Das Wesentliche der geistlichen Erzählungen, die wir oben als die dritte legendarische Gruppe unterschieden, ist, wie bereits erwähnt, die versuchte Vermittelung oder wohl auch willkürliche Vermischung des Weltlichen mit dem Göttlichen, indem sie entweder Novelle und Profanhistorie unmittelbar an das Kirchliche anknüpfen oder ihre Geschichten, auch ohne solchen kirchlichen Boden, nur durch großartige Züge christlicher Tugenden beseelen. So ist z.B. in dem aus dem 13. Jahrhunderte herrührenden Gedichte »Heraklius« eine ziemlich zweideutige Liebesgeschichte, welche übrigens die Grundlage unserer heutigen Theater-Griseldis bildet, mit dem Feste der Kreuzeserhöhung lediglich dadurch in Verbindung gesetzt, daß Heraklius zu letzt Kaiser wird und als solcher von den Persern das von ihnen geraubte heilige Kreuz wieder erobert. – Das vortreffliche sogenannte »Annolied« (um 1170) enthält, neben dem Lebenslaufe des Erzbischofs Anno von Köln, zugleich auch eine bedeutend konfuse Profangeschichte, insbesondere des Julius Cäsar, der mit seinen »guten Helden aus dem deutschen Lande« den Pompejus [⇐575][576⇒] in die Flucht jagt. – Hiermit nahe verwandt sind die beiden beinah gleichzeitigen großen Reimchroniken: die sogenannte »Kaiserchronik« und die etwas spätere »Weltchronik« des Rudolf von Ems. Die erstere verbindet, im guten alten Stil, die Legende fast aller Heiligen ebenfalls mit einer verworrenen Profanhistorie, während in der Weltchronik die Geschichte des Alten Testaments bis auf Salomo, zugleich aber die Geschichte der heidnischen Völker sehr anmutig erzählt wird, so daß also hier das Göttliche und Weltliche schon immer weiter auseinanderfällt oder doch, fast unvermittelt, nebeneinander her läuft.
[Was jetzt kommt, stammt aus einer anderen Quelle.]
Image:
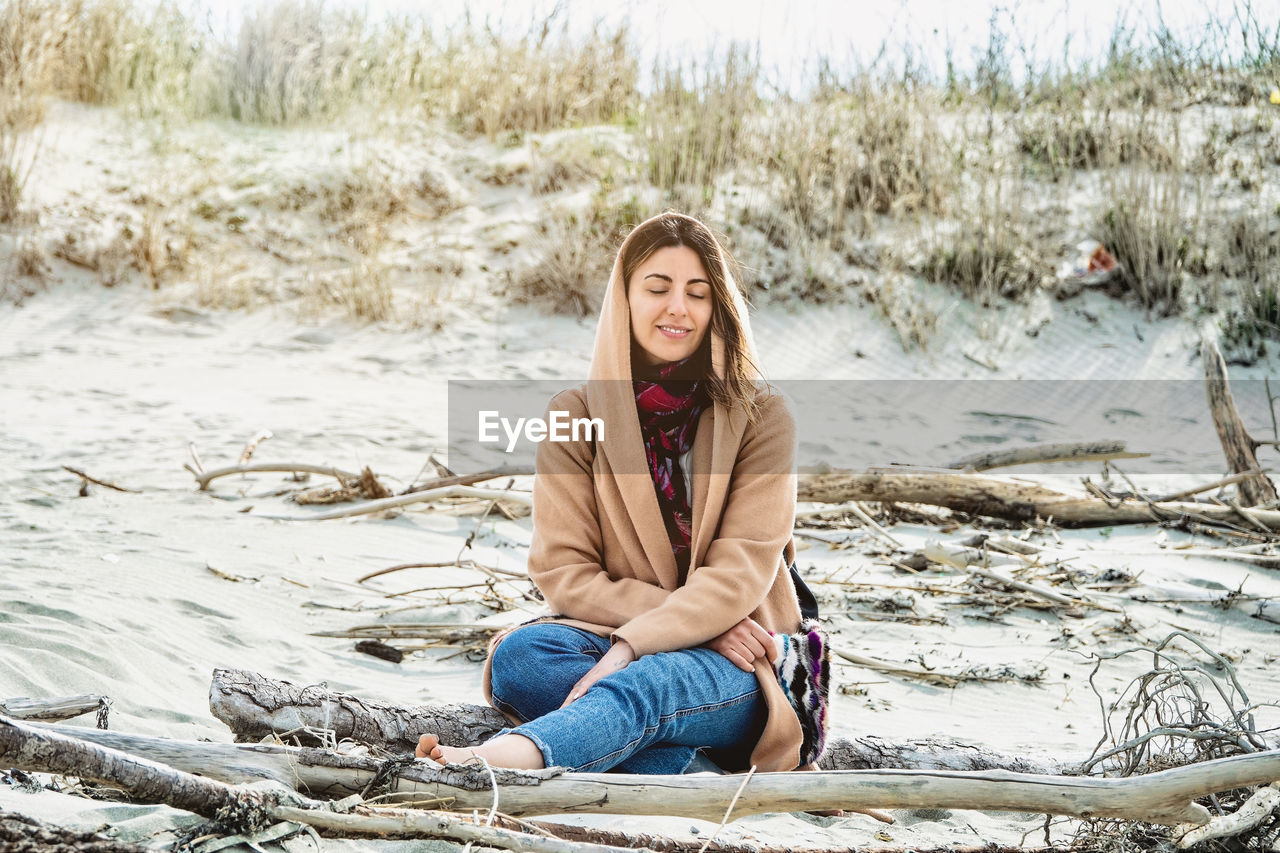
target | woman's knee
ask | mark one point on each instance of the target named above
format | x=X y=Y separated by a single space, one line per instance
x=534 y=667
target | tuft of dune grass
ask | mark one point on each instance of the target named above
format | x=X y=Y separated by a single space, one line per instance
x=860 y=165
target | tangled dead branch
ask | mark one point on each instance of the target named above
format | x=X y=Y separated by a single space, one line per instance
x=1189 y=707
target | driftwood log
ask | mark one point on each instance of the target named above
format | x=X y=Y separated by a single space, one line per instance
x=255 y=707
x=1005 y=498
x=1037 y=454
x=53 y=708
x=1160 y=798
x=1237 y=442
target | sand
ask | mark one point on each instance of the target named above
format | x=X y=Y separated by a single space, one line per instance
x=117 y=593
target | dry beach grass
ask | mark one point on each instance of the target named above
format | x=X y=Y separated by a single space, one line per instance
x=1165 y=150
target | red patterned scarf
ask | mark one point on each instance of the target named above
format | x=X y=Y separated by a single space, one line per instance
x=668 y=406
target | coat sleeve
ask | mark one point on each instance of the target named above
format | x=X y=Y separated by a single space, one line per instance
x=566 y=552
x=741 y=564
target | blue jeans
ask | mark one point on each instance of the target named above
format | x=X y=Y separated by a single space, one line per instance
x=650 y=717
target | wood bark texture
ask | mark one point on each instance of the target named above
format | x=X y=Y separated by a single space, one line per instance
x=1001 y=498
x=1162 y=797
x=1237 y=443
x=1037 y=454
x=254 y=707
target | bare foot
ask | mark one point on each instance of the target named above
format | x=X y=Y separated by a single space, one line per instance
x=429 y=748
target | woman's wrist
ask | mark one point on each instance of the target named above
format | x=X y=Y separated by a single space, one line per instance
x=622 y=649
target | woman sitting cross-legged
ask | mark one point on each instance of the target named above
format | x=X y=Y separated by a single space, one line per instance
x=664 y=547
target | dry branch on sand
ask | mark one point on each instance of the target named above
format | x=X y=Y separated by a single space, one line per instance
x=1040 y=454
x=55 y=708
x=1008 y=498
x=1162 y=797
x=255 y=707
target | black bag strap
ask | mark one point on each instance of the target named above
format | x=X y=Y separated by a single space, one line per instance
x=808 y=601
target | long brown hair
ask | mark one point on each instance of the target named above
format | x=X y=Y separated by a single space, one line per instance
x=737 y=387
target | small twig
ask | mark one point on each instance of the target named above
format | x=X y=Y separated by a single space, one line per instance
x=251 y=446
x=204 y=478
x=727 y=811
x=405 y=500
x=1216 y=484
x=457 y=564
x=196 y=466
x=97 y=482
x=1248 y=516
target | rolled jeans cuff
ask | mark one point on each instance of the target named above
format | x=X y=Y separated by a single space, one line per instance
x=538 y=742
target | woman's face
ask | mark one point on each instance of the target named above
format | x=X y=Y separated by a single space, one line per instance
x=670 y=296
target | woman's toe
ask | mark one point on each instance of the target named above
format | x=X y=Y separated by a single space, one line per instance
x=429 y=747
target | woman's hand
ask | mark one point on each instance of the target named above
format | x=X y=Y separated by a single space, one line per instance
x=616 y=658
x=745 y=643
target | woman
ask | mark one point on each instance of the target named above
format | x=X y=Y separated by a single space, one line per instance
x=664 y=547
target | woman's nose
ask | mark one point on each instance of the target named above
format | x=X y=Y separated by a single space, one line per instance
x=676 y=302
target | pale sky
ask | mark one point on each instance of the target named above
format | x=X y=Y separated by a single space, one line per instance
x=791 y=35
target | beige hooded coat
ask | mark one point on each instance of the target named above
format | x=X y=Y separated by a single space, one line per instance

Geistlicher, obgleich ohne eigentlich kirchlichen Hintergrund, ist die andere, oben erwähnte Art christlicher Erzählungen, wie der arme Heinrich und der gute Gerhard. Im »armen Heinrich« von Hartmann von der Aue (aus den letzten Jahren des 12. Jahrhunderts) ist es die rührende Gestalt eines armen, kindlichfrommen Mädchens, die freiwillig in den Tod gehen will, um einen reichen Herrn vom Aussatz zu retten, der nach damaliger Sage nur durch das Blut einer reinen Jungfrau geheilt werden konnte. Der Kranke trägt sein Unglück nicht mit Geduld, sondern ingrimmig und unter ungestümen Verwünschungen, wird aber durch die christliche Liebe und Aufopferung der Jungfrau so erschüttert, daß er sich zu Geduld und Gottergebung wendet, sonach auch ohne Blutvergießen geheilt wird und dem frommen Mädchen endlich seine Hand reicht. – Im »guten Gerhard« des Rudolf von Ems dagegen wird Kaiser Otto der Rote, der sich selbstgefällig seiner guten Werke gegen Gott rühmt, durch das Beispiel anspruchloser Bescheidenheit eines Kölner Kaufmanns zu Demut und Buße bekehrt. – Allenfalls könnte zu diesem ganzen Kreise, wenigstens als letzter Ausläufer, auch noch die Erzählung vom »Herzog Ernst« insofern gerechnet werden, als der Held zur Sühne eines verübten Mordes einen Zug nach Jerusalem unternimmt und in diesem Gedichte dieselbe Verwirrung von historischen Personen und Zeiten sich wiederholt, die wir vorhin im Annoliede und in den Reimchroniken bemerkt haben. Außerdem aber bringt dieser abenteuerliche Ritterpilger auch noch alle phantastischen Fabeln und Wunder des Orients, wie sie in den Kreuzzügen umliefen, aus Jerusalem mit nach Hause. Denn er hat auf seiner Irrfahrt das »Schnabelvieh« der Kraniche, die eine indische Jungfrau entführt hatten, [⇐576][577⇒] geschlagen, für den König der einäugigen Arimaspen gegen die Völker der Plattfüße und Langohren gekämpft, am Magnetberg des Labbermeeres Schiffbruch gelitten und von dort, in ein Seehundsfell eingenäht, sich durch einen Greifen forttragen lassen. Man sieht, er ist der Übergang und erste Hauptanführer nach dem Lande der ungeheuerlichen Reise- und Lügenpoesie, die in ihrer Übertreibung später ins Komische umschlug und deren wir weiterhin noch besonders erwähnen werden.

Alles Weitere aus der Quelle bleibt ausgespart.